His modulated baritone voice recites a sarcastic nazm about killings over beef, offers caustic criticism of politicians and uses vivid metaphors to describe how different people deal with the system. The poet with a shrewd wit talks about the notorious Sultana daku (dacoit), the Indian Army, old men on park benches nostalgic about the country’s past, and Dalits. “You know what is common between them? They have had to chart their life according to politics.” Everyone, he said, has questions they cannot find answers to.
Even though he wants his works to be socially-relevant, Gulzar does not believe in compartmentalisation. Perhaps that is why his political dramas (Maachis, Hu Tu Tu, Aandhi) and literature adaptations (Ijaazat, Mausam, Angoor, Parichay) remain as evergreen as his Chaddi Pehen Ke Phool Khila Hai number from The Jungle Book or the Lakdi ki Kaati melody from Shekhar Kapur’s Masoom. Perhaps that is why the five-time National Award-winning artist appeals to adults and children alike.
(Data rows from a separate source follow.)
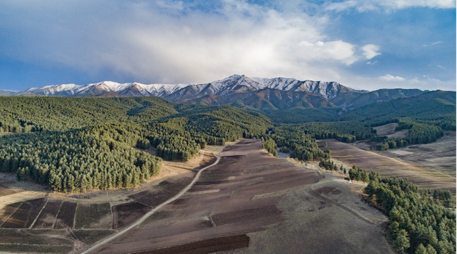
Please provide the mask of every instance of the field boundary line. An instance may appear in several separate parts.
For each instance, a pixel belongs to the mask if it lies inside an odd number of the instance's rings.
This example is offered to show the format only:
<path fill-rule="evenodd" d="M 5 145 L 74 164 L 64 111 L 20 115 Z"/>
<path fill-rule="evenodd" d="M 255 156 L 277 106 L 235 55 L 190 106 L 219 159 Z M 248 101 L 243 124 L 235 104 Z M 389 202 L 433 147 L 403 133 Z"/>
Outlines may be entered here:
<path fill-rule="evenodd" d="M 154 213 L 155 213 L 156 211 L 157 211 L 159 209 L 161 208 L 162 207 L 170 204 L 170 203 L 171 203 L 171 202 L 176 200 L 178 198 L 180 198 L 181 196 L 184 195 L 184 193 L 185 193 L 192 186 L 193 186 L 193 184 L 199 180 L 199 178 L 200 178 L 200 175 L 202 174 L 202 172 L 203 172 L 203 171 L 206 170 L 207 169 L 208 169 L 211 167 L 213 167 L 213 166 L 215 166 L 215 165 L 217 165 L 218 163 L 219 163 L 219 161 L 220 161 L 220 156 L 219 156 L 219 155 L 216 155 L 216 154 L 214 154 L 214 156 L 215 156 L 217 158 L 217 159 L 216 160 L 216 161 L 214 162 L 214 163 L 213 163 L 212 164 L 211 164 L 209 166 L 207 166 L 205 167 L 205 168 L 203 168 L 203 169 L 199 170 L 199 172 L 197 172 L 197 174 L 195 174 L 195 176 L 193 177 L 193 179 L 192 179 L 192 181 L 190 182 L 190 183 L 189 183 L 188 185 L 187 185 L 187 186 L 186 186 L 184 188 L 181 190 L 181 191 L 179 192 L 179 193 L 178 193 L 177 194 L 176 194 L 176 195 L 175 195 L 171 198 L 169 199 L 168 200 L 167 200 L 166 201 L 164 202 L 164 203 L 156 206 L 152 210 L 149 211 L 146 214 L 143 215 L 143 217 L 142 217 L 141 218 L 140 218 L 139 219 L 137 220 L 135 223 L 130 225 L 129 226 L 127 227 L 127 228 L 123 229 L 122 230 L 121 230 L 120 231 L 118 232 L 117 233 L 116 233 L 113 235 L 112 235 L 111 236 L 108 237 L 107 238 L 105 238 L 104 240 L 99 241 L 98 242 L 95 243 L 95 245 L 94 245 L 90 248 L 89 248 L 87 250 L 81 252 L 82 254 L 88 253 L 90 251 L 92 251 L 92 250 L 94 250 L 95 249 L 96 249 L 99 247 L 100 247 L 101 246 L 102 246 L 106 243 L 107 243 L 111 241 L 112 240 L 114 240 L 114 239 L 119 237 L 120 236 L 123 234 L 124 233 L 127 232 L 127 231 L 129 231 L 130 230 L 132 229 L 133 228 L 138 226 L 140 224 L 144 222 L 144 221 L 146 220 L 146 219 L 147 219 L 148 217 L 149 217 L 149 216 L 150 216 L 151 215 L 153 214 Z"/>
<path fill-rule="evenodd" d="M 38 214 L 37 215 L 37 217 L 35 217 L 35 219 L 34 220 L 34 222 L 32 222 L 31 225 L 30 225 L 30 227 L 28 227 L 28 229 L 31 229 L 34 227 L 34 225 L 35 225 L 35 223 L 37 223 L 37 220 L 38 219 L 38 217 L 40 217 L 40 215 L 41 214 L 42 212 L 43 212 L 43 210 L 44 210 L 44 208 L 46 207 L 46 205 L 48 204 L 48 202 L 49 201 L 49 199 L 46 199 L 46 202 L 45 203 L 44 205 L 43 206 L 43 207 L 41 208 L 41 210 L 40 210 L 40 212 L 39 212 Z"/>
However, his last script for Rakeysh Omprakash Mehra’s project Mirzya was a critical and commercial failure. Maybe Bollywood’s perception and acceptance of old-school Urdu writing has changed. Gulzar disagrees, vehemently. Urdu poetry in Bollywood has never waned, making resurgence out of question. In fact, he said, poetry as a whole is seeing a new lease of life and experimentation.
Expressing Through Verses
Whenever faced with questions about his film commitments, the poet compares himself with William Shakespeare. The Bard’s plays were lauded but his poetry was underrated. Similarly, writing for films is often at the mercy of external circumstances. That is why Gulzar, who never gives his daily writing ritual a miss, prefers verse.
“I make personal statements through nazms and I have the conviction to stand by them, no matter what,” he said, explaining why the shock he felt on hearing about the assassination of writer MM Kalburgi in Dharwad and his aversion to the current political intolerance could only be expressed through verse.